An LATimes op-ed on a familiar story — media consolidation, ownership and the stifling of creativity in media: Are the corporate suits ruining TV? — pdf
This is not about how we were treated but rather something much larger: How a confluence of government policy and corporate strategy is literally poisoning the TV business.
It started in 1995 when the Federal Communications Commission abolished its long-standing “finsyn” rules (that’s financial interest and syndication, for those unfamiliar with the term), allowing networks for the first time to own the programs they broadcast. Before that, under classic antitrust definitions, the networks had been confined to the role of broadcaster, paying a license fee to production companies for the right to broadcast programs just two times. The production companies owned all subsequent rights. In the mid-1990s there were 40 independent production companies making television shows. If a particular network didn’t like a show — as famously happened with “The Cosby Show” many years ago — the production company could take it to another network.
But not after 1995. The abolition of the old rules set in motion an ineluctable process, one that has negatively affected every creative person I know in television. Today there are zero independent production companies making scripted television. They were all forced out of business by the networks’ insistence — following the FCC’s fin-syn ruling — on owning part or all of every program they broadcast.
[...] Is there significance to this, outside the narrow concerns of Hollywood and the lost earning power of producers? I think so. Besides any esoteric discussion of the value of storytelling in a culture — which I believe is immense — this trend is part of a larger problem caused by the FCC in all areas of media. The relaxation of the Fairness Doctrine (which required the networks to present the news in a balanced way), the lapse of any oversight of networks’ civic responsibility, the commoditization of network news — these are all parts of a troubling move toward the aggregation of control of information in an ever-shrinking number of entities.

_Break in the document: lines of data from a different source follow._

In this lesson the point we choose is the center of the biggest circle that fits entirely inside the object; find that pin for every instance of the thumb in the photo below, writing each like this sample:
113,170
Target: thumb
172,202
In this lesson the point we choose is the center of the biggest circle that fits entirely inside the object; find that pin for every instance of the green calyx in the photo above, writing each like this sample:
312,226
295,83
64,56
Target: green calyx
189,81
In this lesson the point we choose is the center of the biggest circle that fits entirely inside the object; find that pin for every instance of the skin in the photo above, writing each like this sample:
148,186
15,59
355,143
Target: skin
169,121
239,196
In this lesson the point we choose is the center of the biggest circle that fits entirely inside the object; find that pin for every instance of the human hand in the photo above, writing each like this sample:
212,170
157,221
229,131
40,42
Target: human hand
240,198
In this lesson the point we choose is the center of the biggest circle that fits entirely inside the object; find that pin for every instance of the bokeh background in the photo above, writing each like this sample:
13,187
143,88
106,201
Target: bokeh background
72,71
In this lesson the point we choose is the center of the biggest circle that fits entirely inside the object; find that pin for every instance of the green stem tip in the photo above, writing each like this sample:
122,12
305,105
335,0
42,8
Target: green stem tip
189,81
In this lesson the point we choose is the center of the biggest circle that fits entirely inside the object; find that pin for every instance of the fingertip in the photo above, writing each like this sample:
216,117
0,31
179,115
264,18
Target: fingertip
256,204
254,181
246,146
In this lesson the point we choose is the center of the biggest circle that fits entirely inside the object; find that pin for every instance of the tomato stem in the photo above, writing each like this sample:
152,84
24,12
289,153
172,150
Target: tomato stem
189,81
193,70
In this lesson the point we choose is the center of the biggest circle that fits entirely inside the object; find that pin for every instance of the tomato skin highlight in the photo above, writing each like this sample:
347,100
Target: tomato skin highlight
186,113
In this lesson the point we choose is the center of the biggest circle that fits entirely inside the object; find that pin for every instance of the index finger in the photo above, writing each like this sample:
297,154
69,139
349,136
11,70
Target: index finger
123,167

Our founding fathers could not have foreseen that freedom of the press might eventually be threatened just as much by media consolidation as by government. [...]
[...] Because the business of television has become an exclusive club, closed to new members, some producers are turning to the Internet to have a voice. And, of course, the Big Six are doing everything they can to own and control that as well. [...]
[...] But make no mistake — deep resentment in the entire creative community over the absolute power now wielded by these companies is the fuel that feeds the strike. The public is also fed up, turning out in droves and sending millions of e-mails whenever the FCC holds hearings on the subject. And yet the large corporations move forward, seemingly unaware that they are strangling the creative engine that might save them.
Within five years there won’t be a significant distinction between TV and broadband. As of now, the Internet is just too big for any company to get its hands around, and that’s good for all of us. If the large companies — and the FCC — cannot come to comprehend the paradox that too much control is destructive to their own ends, they may bring about their own downfall, losing their audience and their workers at the same time. Like carriage makers at the dawn of the auto age.